Quelle idée de la Côte d’ivoire ces divers partis prétendent-ils incarner ? Quels sont les intérêts et l’interprétation du bien commun qu’ils défendent ?Comment prétendent-ils médiatiser ces idées ? Comment chacun de ces partis compte-t-il porter à son niveau la volonté générale ?

Le porte-parole des partis de la coalition de l’opposition annonce une alternance politique idéologique et générationnelle. La teneur des diverses composantes de cette alternance n’est cependant pas explicitement formulée. Dans les jours à venir, il est à espérer que les acteurs de cette nouvelle coalition fournissent  aux Ivoiriens des réponses précises sur ce chapitre capital de la démocratie électorale représentative.

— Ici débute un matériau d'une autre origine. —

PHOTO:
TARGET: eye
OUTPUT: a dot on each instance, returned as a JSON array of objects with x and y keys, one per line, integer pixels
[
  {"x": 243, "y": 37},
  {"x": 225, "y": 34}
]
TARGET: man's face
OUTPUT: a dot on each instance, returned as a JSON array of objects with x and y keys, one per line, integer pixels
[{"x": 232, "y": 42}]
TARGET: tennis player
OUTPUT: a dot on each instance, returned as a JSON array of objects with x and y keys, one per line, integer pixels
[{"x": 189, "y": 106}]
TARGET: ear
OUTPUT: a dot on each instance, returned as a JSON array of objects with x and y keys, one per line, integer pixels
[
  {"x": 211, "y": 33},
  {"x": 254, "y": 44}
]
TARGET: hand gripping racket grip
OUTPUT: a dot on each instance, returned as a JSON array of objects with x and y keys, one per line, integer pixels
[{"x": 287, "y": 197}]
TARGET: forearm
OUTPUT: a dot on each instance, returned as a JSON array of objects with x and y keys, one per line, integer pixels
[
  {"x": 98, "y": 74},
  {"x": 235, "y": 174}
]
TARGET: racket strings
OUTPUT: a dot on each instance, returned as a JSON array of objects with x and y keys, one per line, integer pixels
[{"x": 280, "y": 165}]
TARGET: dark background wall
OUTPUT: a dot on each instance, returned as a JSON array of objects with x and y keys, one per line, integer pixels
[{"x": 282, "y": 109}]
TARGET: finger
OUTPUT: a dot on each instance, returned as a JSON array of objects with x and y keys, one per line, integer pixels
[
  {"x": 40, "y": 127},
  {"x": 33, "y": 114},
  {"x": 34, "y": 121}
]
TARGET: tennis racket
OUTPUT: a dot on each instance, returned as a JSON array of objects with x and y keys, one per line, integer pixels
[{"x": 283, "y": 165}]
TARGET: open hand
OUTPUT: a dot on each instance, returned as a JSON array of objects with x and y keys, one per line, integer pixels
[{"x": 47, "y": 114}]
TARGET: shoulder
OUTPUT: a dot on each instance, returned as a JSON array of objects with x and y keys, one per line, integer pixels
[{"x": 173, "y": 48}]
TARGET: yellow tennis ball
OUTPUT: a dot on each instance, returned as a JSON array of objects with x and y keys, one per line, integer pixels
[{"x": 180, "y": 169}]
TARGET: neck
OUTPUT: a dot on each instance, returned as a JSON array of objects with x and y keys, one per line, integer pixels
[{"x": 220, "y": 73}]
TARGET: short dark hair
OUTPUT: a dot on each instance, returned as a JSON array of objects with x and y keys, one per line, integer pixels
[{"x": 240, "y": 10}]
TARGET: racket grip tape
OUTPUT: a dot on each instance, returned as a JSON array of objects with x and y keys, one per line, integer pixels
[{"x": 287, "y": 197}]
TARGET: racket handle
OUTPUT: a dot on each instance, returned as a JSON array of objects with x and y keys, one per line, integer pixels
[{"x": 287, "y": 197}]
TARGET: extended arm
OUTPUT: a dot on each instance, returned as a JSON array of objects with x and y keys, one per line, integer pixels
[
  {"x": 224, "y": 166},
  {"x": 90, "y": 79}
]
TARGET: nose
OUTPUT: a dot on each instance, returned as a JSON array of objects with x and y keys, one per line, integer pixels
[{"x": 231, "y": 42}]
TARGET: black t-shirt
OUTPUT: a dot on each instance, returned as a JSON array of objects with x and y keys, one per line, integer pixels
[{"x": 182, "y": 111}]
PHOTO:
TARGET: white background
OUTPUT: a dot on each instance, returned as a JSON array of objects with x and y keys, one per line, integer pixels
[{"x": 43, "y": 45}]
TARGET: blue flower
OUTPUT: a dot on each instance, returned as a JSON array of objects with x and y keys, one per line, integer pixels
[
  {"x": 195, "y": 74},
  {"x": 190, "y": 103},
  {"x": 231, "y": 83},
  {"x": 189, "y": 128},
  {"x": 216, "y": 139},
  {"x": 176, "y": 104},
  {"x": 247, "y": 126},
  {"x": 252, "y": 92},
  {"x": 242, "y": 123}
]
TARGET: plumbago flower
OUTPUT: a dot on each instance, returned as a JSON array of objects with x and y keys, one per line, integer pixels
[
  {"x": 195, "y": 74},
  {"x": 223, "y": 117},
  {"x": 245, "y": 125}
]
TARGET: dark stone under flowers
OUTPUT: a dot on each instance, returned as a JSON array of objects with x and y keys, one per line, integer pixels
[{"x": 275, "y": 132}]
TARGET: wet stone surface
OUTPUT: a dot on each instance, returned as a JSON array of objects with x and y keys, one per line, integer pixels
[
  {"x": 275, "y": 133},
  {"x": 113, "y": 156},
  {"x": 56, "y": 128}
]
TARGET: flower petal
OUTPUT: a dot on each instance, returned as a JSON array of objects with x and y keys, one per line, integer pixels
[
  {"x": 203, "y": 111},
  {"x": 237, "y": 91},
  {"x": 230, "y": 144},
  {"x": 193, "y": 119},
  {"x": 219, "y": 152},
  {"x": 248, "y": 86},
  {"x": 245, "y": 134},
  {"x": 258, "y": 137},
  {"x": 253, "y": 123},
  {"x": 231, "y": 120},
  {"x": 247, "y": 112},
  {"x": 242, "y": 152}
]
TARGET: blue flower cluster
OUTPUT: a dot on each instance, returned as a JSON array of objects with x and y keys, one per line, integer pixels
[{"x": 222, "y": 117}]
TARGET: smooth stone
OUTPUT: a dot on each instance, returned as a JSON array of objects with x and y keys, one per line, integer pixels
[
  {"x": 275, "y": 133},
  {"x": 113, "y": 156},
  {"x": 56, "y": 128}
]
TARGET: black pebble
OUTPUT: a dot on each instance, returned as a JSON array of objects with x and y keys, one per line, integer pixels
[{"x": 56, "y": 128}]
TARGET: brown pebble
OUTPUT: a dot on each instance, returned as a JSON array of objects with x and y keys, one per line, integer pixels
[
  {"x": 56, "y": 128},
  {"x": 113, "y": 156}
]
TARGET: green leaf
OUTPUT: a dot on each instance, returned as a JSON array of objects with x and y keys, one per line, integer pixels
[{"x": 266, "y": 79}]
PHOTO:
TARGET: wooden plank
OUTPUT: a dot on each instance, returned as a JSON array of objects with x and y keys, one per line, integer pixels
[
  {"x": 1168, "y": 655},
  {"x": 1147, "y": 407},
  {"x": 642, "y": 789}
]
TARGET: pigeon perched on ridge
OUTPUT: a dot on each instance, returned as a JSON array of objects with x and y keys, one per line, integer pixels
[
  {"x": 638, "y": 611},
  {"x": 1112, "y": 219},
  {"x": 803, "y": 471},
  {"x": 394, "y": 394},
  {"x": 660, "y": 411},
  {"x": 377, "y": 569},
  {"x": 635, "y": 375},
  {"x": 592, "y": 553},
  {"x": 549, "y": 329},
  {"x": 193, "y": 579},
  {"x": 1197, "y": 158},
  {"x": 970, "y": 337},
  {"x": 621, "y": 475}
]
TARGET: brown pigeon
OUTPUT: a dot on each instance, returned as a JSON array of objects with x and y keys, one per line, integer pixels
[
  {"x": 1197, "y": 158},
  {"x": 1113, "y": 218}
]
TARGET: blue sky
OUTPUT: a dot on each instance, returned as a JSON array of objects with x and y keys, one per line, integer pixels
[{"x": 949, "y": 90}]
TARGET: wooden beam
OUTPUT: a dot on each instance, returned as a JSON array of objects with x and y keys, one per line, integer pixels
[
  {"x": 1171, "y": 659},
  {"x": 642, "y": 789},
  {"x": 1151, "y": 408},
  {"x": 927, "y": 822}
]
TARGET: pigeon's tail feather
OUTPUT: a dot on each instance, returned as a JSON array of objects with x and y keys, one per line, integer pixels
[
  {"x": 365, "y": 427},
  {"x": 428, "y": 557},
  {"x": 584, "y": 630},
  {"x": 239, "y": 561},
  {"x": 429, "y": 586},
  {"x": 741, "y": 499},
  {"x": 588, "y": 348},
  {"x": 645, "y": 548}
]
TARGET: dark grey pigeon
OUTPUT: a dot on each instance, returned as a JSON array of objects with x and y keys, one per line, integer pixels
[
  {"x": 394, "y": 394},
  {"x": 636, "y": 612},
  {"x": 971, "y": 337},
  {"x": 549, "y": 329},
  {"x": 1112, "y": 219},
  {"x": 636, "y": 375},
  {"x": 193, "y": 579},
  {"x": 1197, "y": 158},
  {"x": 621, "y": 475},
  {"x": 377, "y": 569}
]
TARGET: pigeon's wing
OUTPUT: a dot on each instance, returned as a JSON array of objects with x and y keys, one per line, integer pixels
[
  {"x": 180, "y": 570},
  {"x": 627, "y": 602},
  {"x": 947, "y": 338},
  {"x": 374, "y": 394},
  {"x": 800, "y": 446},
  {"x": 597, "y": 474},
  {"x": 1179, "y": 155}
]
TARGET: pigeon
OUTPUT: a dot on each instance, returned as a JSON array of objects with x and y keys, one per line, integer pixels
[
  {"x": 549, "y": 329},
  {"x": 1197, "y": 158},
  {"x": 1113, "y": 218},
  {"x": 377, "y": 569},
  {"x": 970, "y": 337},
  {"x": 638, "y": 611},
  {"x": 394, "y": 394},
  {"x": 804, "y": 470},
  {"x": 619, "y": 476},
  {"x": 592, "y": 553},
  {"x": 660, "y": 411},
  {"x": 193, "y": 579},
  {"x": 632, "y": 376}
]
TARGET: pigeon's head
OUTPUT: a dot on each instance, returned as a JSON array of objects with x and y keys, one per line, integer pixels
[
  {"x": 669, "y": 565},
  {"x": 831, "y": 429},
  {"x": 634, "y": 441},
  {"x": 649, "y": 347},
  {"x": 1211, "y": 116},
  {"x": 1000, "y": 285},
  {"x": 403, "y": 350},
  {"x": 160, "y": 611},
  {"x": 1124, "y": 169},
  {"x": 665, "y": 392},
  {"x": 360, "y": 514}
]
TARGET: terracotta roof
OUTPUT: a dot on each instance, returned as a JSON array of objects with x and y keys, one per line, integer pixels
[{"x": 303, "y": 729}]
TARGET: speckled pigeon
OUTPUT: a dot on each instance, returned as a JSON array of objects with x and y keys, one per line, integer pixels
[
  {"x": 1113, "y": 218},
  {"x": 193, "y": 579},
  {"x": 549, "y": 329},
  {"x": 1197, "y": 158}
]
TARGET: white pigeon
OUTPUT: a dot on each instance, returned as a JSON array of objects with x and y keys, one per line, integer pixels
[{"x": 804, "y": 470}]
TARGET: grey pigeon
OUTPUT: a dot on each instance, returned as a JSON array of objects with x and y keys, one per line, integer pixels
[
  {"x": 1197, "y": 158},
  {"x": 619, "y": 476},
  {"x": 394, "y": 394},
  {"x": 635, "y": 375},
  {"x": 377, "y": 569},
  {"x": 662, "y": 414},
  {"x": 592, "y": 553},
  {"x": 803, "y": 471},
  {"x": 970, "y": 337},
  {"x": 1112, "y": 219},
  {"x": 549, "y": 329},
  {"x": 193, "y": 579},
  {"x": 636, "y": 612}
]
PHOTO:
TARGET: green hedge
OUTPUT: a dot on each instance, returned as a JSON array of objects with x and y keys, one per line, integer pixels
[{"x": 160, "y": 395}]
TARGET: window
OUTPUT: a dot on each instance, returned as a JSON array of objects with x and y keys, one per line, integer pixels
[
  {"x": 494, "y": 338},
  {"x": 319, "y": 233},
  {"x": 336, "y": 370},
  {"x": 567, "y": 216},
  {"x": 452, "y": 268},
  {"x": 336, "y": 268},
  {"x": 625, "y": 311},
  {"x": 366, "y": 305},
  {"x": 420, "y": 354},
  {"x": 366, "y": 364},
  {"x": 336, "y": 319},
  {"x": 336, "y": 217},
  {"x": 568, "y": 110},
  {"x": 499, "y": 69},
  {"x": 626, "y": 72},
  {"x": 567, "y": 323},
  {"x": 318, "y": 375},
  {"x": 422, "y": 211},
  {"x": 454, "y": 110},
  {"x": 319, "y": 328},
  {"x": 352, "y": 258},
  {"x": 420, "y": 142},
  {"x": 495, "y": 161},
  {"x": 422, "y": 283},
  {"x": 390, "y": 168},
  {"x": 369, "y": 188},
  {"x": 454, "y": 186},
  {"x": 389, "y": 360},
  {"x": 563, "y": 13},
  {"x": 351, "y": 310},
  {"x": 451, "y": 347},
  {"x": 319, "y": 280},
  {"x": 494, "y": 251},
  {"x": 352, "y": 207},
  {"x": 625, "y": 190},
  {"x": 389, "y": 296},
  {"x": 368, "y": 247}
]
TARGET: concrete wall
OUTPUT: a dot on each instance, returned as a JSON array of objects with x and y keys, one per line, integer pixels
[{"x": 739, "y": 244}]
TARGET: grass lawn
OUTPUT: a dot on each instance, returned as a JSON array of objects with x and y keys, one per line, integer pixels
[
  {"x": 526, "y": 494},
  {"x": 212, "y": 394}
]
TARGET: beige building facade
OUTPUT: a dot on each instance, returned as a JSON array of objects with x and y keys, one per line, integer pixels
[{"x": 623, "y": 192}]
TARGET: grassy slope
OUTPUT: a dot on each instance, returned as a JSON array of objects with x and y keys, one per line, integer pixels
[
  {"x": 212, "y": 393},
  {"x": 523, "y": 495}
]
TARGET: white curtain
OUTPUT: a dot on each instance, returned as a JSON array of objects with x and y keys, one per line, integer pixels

En attendant, cette clarification prévaut pour le moment la désagréable impression que l’on a affaire à la mise en place hâtive d’une coalition incohérente, informe, sans colonne vertébrale, sans programme politique, sans idéologie partisane claire. En face, le RHDP peut se targuer d’être une coalition partisane cohérente de la droite républicaine idéologiquement structurée. Un programme politique concurrentiel d’opposition doit se construire sur la remise en cause argumentée du modèle politique incarné par la coalition gouvernementale actuelle.

 A 7 mois de la présidentielle, le flou qui entoure le programme politique et idéologique de la nouvelle coalition peut donc être légitimement interprété comme le signe de l’incapacité des partis à mettre en forme de programme d’ensemble, leurs critiques ou leur projets. Or, cette incapacité atteste de l’inexistence pure et simple d’un projet de société  synthétique et unificateur constitué à partir de critiques fondées sur des expertises.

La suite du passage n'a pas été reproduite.